What: Virtual reality (VR) may hold the answer when it comes to effective collaboration between remote team members.

As more companies adopt a distributed team structure, a sense of connection, alongside communication, between members and departments is becoming a rare and valued commodity.

While there is no shortage of communication and project management platforms out there, it seems like they aren’t able to replace the togetherness one gets form interacting with their co-working in a real-world, office environment.

Enter VR.

How: One company out of La Jolla, California, offers a VR platform that addresses the above shortcoming. VirBELA, which launched in 2012 out of the campus of the University of California San Diego, has been providing its virtual co-working campus to teams and businesses for a while now. The VR equivalent of WeWork, so to speak.

Recently, the company launched what it calls “private Team Suites” – virtual office space allowing teams to collaborate. As the company puts it, the services lets teams “come together, feel together, and work together from anywhere.”

Team Suites can host groups of up to 20 co-workers (i.e. their avatars), at a monthly lease of $200. Co-workers can talk to each other, share their screen, deliver virtual presentations and more.

Check out how it works here

The company will continue offering its Open Campus, a public co-working space, for free. In addition, it offers fully-customizable environments for businesses to tailor it to their needs, host events, meetings, training sessions, etc.

VirBELA offers a variety of spaces that allow remote teams to interact, conduct meetings and presentations and, now, sit together daily in a private, virtual office environment.”, the company said in a press release. It boasts a number of clients, including Stanford University.

VirBELA is part of eXp World Holdings, Inc. (EXPI 11,78, -2,48%), a real estate brokerage that is one of the main users of the virtual space for its almost 25,000 agents.
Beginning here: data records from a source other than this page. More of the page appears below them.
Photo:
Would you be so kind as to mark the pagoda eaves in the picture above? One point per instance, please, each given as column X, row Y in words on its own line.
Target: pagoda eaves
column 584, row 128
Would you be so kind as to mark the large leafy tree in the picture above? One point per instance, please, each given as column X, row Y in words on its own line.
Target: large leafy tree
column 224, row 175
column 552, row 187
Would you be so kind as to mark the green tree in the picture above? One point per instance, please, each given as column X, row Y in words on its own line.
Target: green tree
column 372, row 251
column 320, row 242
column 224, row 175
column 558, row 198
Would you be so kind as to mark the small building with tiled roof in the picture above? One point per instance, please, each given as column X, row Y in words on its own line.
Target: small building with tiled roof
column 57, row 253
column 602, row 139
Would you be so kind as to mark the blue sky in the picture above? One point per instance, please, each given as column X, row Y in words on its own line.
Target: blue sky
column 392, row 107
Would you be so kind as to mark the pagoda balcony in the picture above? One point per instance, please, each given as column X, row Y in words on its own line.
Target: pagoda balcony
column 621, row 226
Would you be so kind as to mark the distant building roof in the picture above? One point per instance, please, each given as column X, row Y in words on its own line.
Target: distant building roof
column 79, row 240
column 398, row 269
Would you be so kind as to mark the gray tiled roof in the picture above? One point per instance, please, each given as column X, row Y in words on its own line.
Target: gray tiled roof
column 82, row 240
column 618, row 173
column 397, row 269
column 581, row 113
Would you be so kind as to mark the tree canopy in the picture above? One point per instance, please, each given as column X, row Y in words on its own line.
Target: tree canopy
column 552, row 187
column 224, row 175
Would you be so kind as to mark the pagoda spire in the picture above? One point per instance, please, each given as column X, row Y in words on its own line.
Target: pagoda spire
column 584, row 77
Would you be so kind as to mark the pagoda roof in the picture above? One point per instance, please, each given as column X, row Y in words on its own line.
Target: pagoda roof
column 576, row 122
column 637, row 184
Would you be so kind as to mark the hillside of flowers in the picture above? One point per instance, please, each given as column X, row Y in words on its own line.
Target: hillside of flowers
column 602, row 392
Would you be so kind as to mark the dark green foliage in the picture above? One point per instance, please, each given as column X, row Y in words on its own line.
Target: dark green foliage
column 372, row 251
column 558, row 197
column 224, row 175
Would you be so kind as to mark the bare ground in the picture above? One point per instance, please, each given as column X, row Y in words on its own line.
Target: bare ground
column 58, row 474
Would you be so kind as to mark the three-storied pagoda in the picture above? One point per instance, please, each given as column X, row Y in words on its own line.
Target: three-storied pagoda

Recently, it held a leadership meeting for 650 of its people who all came together in VR.

What’s next: A global research by Swiss service company IWG shows that more than 50% of professionals worldwide work away from the office for at least half of the week.

With employees’ increasing appreciating of their personal time and space, and rising demand for flexible working (important for 4 out of 5 respondents), it is not unlikely to see VR working practices gain even more popularity in the coming decade.